Ross opened up about her modeling career when she appeared on Sunday TODAY in 2017.

“I wanted to model when I was young, mostly because of the clothes,” she told host Willie Geist. “Going into the modeling thing was actually the first place I started to find myself, strangely. I was styling my own shoots and learning that whole industry.”

But Ross, who majored in theater at Brown University, came to realize that acting was her true calling. Last month, she received her fourth Emmy nomination for her role as Dr. Rainbow Johnson in “Black-ish.” In 2017, she became the first Black woman to win a Golden Globe for best actress in a TV comedy since Debbie Allen won in 1983 for her part in "Fame."

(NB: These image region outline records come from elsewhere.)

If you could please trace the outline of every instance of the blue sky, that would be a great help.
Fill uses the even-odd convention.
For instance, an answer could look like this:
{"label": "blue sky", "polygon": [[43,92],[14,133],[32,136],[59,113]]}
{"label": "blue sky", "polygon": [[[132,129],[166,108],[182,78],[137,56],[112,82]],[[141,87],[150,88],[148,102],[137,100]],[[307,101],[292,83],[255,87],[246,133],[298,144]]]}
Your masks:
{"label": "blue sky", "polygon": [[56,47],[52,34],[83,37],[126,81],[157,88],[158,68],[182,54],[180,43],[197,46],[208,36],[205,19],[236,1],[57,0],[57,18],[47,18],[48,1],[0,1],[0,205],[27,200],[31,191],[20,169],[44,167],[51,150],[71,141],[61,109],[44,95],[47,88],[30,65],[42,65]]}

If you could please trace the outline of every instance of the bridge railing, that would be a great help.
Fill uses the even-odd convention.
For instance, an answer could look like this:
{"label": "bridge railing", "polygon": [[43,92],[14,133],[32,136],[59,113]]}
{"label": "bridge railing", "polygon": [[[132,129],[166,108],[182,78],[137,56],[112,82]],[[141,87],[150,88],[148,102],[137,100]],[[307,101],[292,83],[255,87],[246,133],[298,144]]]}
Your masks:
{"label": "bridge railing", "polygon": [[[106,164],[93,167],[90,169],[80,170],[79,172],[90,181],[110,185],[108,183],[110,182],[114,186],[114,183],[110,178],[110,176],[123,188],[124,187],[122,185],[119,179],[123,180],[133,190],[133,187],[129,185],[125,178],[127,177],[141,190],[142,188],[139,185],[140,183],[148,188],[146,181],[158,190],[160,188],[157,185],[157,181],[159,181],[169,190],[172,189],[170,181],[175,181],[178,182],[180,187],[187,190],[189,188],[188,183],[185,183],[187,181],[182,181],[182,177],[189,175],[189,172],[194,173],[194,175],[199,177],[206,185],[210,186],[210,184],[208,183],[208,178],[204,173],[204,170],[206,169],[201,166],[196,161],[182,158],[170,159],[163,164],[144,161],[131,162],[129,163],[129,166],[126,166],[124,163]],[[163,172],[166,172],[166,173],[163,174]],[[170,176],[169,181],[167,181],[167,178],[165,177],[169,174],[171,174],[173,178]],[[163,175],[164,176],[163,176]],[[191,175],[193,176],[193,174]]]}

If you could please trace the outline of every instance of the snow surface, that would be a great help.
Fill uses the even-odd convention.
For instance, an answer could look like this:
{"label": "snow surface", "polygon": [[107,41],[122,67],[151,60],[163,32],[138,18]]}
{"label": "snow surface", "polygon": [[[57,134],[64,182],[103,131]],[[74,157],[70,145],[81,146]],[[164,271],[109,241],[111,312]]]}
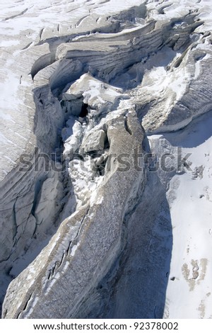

“This is for all the women, women of color, and colorful people, whose stories, ideas, thoughts, are not always considered worthy and valid and important,” Ross said in her emotional acceptance speech. “I want you to know that I see you. We see you.”

Ross reflected on the moment while chatting with Willie three years ago.

“As a woman of color, the reality is that I’ve always felt a sense of responsibility in terms of the images that I portray and the stories that I tell,” she explained.

Though “Black-ish” is a sitcom, it tackles more serious topics like race, politics and religion.

“I think there’s a lot of things that are really revolutionary and smart in the way that our show handles very large, usually clunky subject matter but sort of unpacks it in a way we can all receive it and make it funny,” Ross said. “We become just any American family. And at the same time, we are not a family that happens to be Black, we are a Black family. And I think that is very new for how being a Black family has been presented on television.”